Try to make cash flow match expenses more closely by staggering your suppliers' invoices or try selling some of your more difficult receivables to a "factor." You'll get nicked for up to 30% of the value, but you'll get paid regularly. It's worth it on a small amount of receivables if it helps get a sizable bank loan, says Dave Schmidt, a principal at A2 Resources, a commercial credit consulting business in Yardley, Pa. If you know you won't be able to make full payment to a supplier, call the supplier and negotiate a partial payment. With a deal in place, a supplier is less likely to report your bill as late to the credit bureaus, says Brian O'Connor, managing editor of bankrate.com, a consumer and business financial Web site. Be careful, though, not to overmanage your payment history because you lose points for erratic payments. "If you're paying slow, such as 30 days or so, maintain that pattern," advises Michael J. Banasiak, president of Predictive Business Decision Systems in Tinton Falls, N.J., which develops credit-scoring models.

If your company does pay its bills on time, make sure it is registered with the secretary of state where you're incorporated. This ensures that basic information on your business is fed to the commercial credit bureaus. (Lack of commercial data is one reason lenders are so dependent on personal credit history.) Also, try to do business with larger vendors. They're more likely to report their data to the commercial credit bureaus than a local mom- and-pop stationery store.

If you do get turned down, ask to see copies of the information used to make the decision. Lenders must provide you with an explanation within 30 days--whether it was due to the score or a decision overlay--and on which items you fell furthest from the mark, says Asch. After that, it's your job to figure out how to make the numbers look better or appeal for a "low-side override," a form of intervention by a traditional human bank official that works for about 5% of all loans, says Astebro. If you fear that your credit rating is weak but your company's finances are great, include a financial statement with your application. Or perhaps you can find a lender who doesn't rely on credit scoring. But with the industry embracing the paint-by-numbers approach, don't bank on it.

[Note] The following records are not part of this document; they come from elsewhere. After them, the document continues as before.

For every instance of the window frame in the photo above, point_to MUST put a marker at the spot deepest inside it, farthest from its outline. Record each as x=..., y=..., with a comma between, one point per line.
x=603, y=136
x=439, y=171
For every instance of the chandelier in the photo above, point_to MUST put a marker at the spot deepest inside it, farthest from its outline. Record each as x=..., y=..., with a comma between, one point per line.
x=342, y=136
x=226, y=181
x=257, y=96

Checklist: How to Improve Your Score

-- Clean up judgments, liens, collections, or delinquencies on your personal and business files.

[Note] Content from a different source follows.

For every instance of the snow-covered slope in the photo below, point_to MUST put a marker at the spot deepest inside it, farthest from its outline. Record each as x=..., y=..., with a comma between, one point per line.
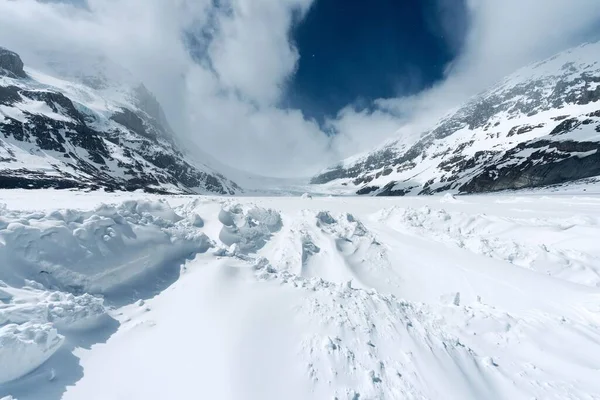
x=540, y=126
x=435, y=297
x=88, y=134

-- Settle disputes with suppliers or former employees.

-- Pay your bills on time for at least 12 months. Ask suppliers to time their bills to match your cash flow. Negotiate partial payment, or sell receivables.

-- Consolidate credit-card debt and pay down balances so that they are no more than 50% of their limits.

-- Build your commercial credit record. Register with the secretary of state where your company is incorporated. Buy from vendors who report payments to credit bureaus.